In 2012, the U.S. Supreme Court decided in FTC v. Actavis that a brand-name drug manufacturer’s payment to a generic competitor to settle patent litigation can violate antitrust law. After the Court’s decision, the number of pay-for-delay agreements declined two years in a row. With drug companies now required to report these settlements to the FTC, the agency has been able to act to protect patients from anticompetitive deals that delay cheaper, generic drug products from coming to market. The FTC reviews reported settlements and, if it determines an agreement violates antitrust law, the agency challenges the agreement in the courts.
For example, in 2008 the FTC sued Cephalon, Inc., for paying four generic companies $300 million to delay marketing of their generic versions of Cephalon’s sleep-disorder drug, Provigil, until 2012. In 2015, the FTC reached a settlement with Cephalon’s owner, Teva Pharmaceutical Industries, Ltd., which agreed to ending pay-for-delay agreements for all their U.S. operations. The company also paid $1.2 billion in compensation for Cephalon’s anticompetitive behavior.
FTC Reporting Requirement Does Not Apply to Biologic and Biosimilar Manufacturers
The FTC reporting requirement applies only to small-molecule drugs, however, and not to far more expensive biologics and biosimilars. The potential savings of having biosimilars available for sale are significant: even one biosimilar competing against a brand-name biologic can result in a 35 percent lower price for patients and payers. Without delays in competition with brand-name biologics, biosimilars could save $54 billion to $250 billion over 10 years.
But there are concerns that manufacturers are entering into pay-for-delay agreements to keep prices for these drugs artificially high. Since 2015, when the biosimilar pathway was implemented, the FDA has approved 12 biosimilars, yet only three are currently available to patients — likely because of patent litigation and pay-for-delay agreements.
FTC Review Is Part of the Solution
In his remarks upon releasing the U.S. Food and Drug Administration’s Biosimilars Action Plan in July, FDA commissioner Scott Gottlieb noted the FTC’s key role in monitoring U.S. markets to protect consumers from anticompetitive behaviors, including those of prescription drug manufacturers. He also pointed out the patent litigation tactics manufacturers use to delay biosimilar competition.
As it does for the small-molecule drug market, the FTC can play a proactive role in monitoring what is happening in the biologic and biosimilar markets. At a workshop on drug pricing held last year, acting FTC chair Maureen Ohlhausen said that while her agency has been making progress in eliminating pay-for-delay agreements, it has not seen the last of them. She said they will remain a target. But to move forward, the FTC needs clearer authority to review patent settlements between biologic and biosimilar manufacturers.

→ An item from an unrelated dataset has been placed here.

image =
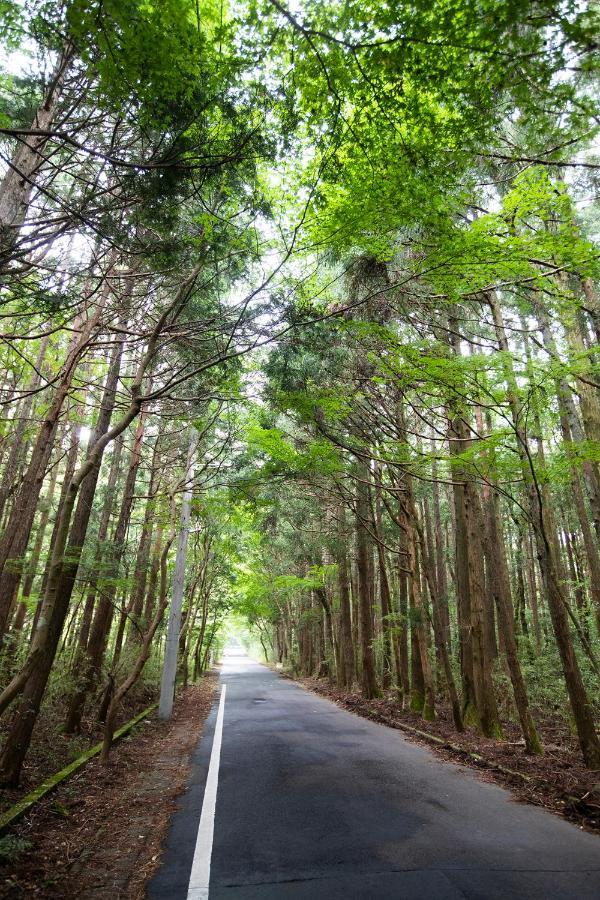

With Senate passage of S. 2554 and its FTC reporting provision, Congress has taken an important step in encouraging a robust biosimilar market. (While the House has not passed a similar measure, the Senate bill could be added to a reconciliation of the House and Senate gag clause bills.) Engaging all the relevant market regulators — including the FTC, the U.S. Patent and Trademark Office, the Centers for Medicare and Medicaid Services, and the FDA — will inject needed competition into this nascent market and help lower drug prices for U.S. consumers.